"So your four dimensional universe reifies time and space in a way that claims that everything that has ever existed or ever will exist are 'equally real.' "
Are living dinosaurs and human colonies on Mars “real and present” in some “slice” of “four dimensional spacetime” (a concept) as seen from another frame of reference with each frame of reference having its own 'now' and its own reality?
One of the consequences of special relativity is that time is not absolute. Not only do clocks in motion disagree on what the rate of time passing is, but inertial coordinate system disagree on what events have the same coordinate time if their positions are distinct from one another. This is called the relativity of simultaneity.
Regarding the first sentence, you have never addressed the ontological challenge to the reification of time, making “something” of it besides the obvious “elapsed time” as things move from one point in space to another.
We all know that clocks slow down relative to each other as above yet the challenge to time reification still stands unanswered. The physical process of oscillation slows down in clocks at higher speeds relative to those at lower speeds or in lower gravity fields (higher elevation.)
But what is "time," that "it" slows down?
You never commented on the quote above about “coordinate systems” like 4-D spacetime being in “conceptual space” as distinguished from actual objects moving through space as time passes. Rather, the conceptual coalescence of space and time are taken for granted.

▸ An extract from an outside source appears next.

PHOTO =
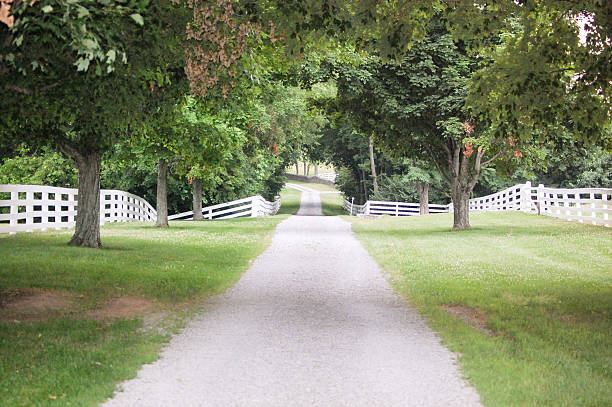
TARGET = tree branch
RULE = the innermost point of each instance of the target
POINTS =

I did not understand why you said, “Ignoring two dimensions of space, we can establish the inertial coordinate system S ...”
Why ignore two dimensions of space?
Space is three dimensional. Time elapses as things move. Call it a fourth dimension but "it" is not an entity combined with space (ontologically speaking.) Everything you wrote beyond the above quote was math. I already said that I am not a mathematician, but I do understand the difference between a coordinate system and the “real world” which it “maps.”
A couple of missing links from yesterday's post:
Stanford Encyclopedia of Philosophy on "Time":
http://plato.stanford.edu/entries/time/The Reference Frame: Presentism vs Eternalism
http://motls.blogspot.com/2008/05/presenti...eternalism.htmlFinally, "real to me" and "real to them" puts priority on frame of reference *as Reality.* Philosophically, beyond that dictum of relativity, things are as they are in the "real world" regardless of frame of reference. "Length contraction" (as per the other thread) is a good example. It is up to science to figure out whether, for instance, earth is a very oblate spheroid, as "seen" from very high speed, or nearly spherical as "seen" from living on it or from orbit around it.
"What is solipsism is to deny that the other person is real. What violates the principle of relativity is to claim that the other person is real and still deny that other persons reality is as real as your reality, all things being equal,
mutatis mutandis."
The above statement about "the 'real world' regardless of frame of reference..." does not deny anyone's reality. It elevates "reality" beyond how it is *observed* from different frames of reference. This point has never been addressed here.
I put it to you as I did to synthsin75: Is the flattened earth "equally valid" with the spherical earth just because "another person" flying by at very high speed might see it that way... and we must 'respect his reality'? No.
The philosophy of science called realism says, as above, that the world IS as it IS, not as different frames of reference *see* it. Accordingly, IS means the Present, and the Present IS the Present everywhere, transcending relativity's reification of space, time and spacetime.
Again, please address presentism vs eternalism, the latter of which describes a "block universe" where past, present and future are somehow all Present (depending on frame of reference.) Do you actually believe that?